Last Significant Update:

2024-06-23

Status:

Draft

Comments to:

mensurae@jkoshy.net

Leonardo is annoyed by a tiny unpredictability in the latency between his keypresses and the appearance of the corresponding character in his terminal. Among his friends, Leonardo is well-known for his sensitivity to detail.

Leonardo would like to reduce the variation in his system’s response latencies so that his touch-typing experience improves.

Leonardo starts his analysis by creating a set of Mensurae rules to tag keypress data as it flows through the system — starting from the driver handling the keyboard interrupt till the graphics code rendering the corresponding pixels on screen.

Leonardo then collects information on interrupt handler execution, process & thread scheduling, locking behavior and the like, only measuring code paths that are part of the data flows of his interest. Leonardo also captures callstacks every 1,000,000 instructions executed while in the code regions of his interest.

After investigating in this fashion, Leonardo discovers a surprising possible cause of the latency variation: a kernel scheduler bug. Leonardo discovers an unexpected interaction between the scheduler and the platform’s power management code that would occasionally delay waking up a thread for an additional scheduler ‘tick’. This bug would only manifest on a multi-processor system that was almost (but not fully) idle.

Design Considerations

Fine-grained Control of Measurement

Mensurae will need to offer fine-grained control of measurement, with the ability to turn off measurements when the CPUs are not executing code that is of interest.

Hooks

Mensurae’s tools would need to be able to add ‘hooks’ to specific locations in kernel and userspace code — for capturing traces, tagging data and the like.
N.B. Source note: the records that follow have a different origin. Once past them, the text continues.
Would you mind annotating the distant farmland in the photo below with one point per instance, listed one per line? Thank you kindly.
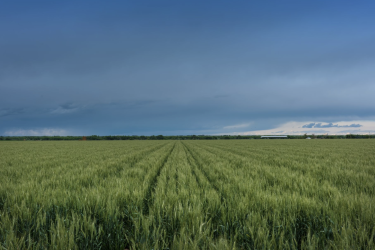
(222, 194)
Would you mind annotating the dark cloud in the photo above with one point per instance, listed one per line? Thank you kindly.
(10, 112)
(167, 67)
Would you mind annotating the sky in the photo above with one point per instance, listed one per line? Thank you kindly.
(187, 67)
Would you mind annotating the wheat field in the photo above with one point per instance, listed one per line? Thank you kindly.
(219, 194)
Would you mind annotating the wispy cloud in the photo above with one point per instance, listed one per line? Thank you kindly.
(330, 125)
(65, 109)
(37, 132)
(297, 128)
(244, 125)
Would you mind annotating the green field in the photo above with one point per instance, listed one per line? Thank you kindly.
(221, 194)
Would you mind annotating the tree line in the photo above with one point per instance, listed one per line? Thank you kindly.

These locations could either be fixed at compile time, or better, dynamically instrumented as in OpenDTrace.

Query Language

Mensurae would offer an expressive query language to analyse captured traces.

Tracking Data Flows

Depending on the implementation of the OS:

  • For some data flows, Mensurae would offer a way to associate metadata with data as it flows through kernel and userspace, e.g., by hashing a stable virtual address associated with the data if such a stable virtual address exists.

  • In some cases the application data would already be held in an extensible format (e.g., applications that are structured to use Protocol Buffers throughout). In such case, Mensurae could leverage this built-in extensibility.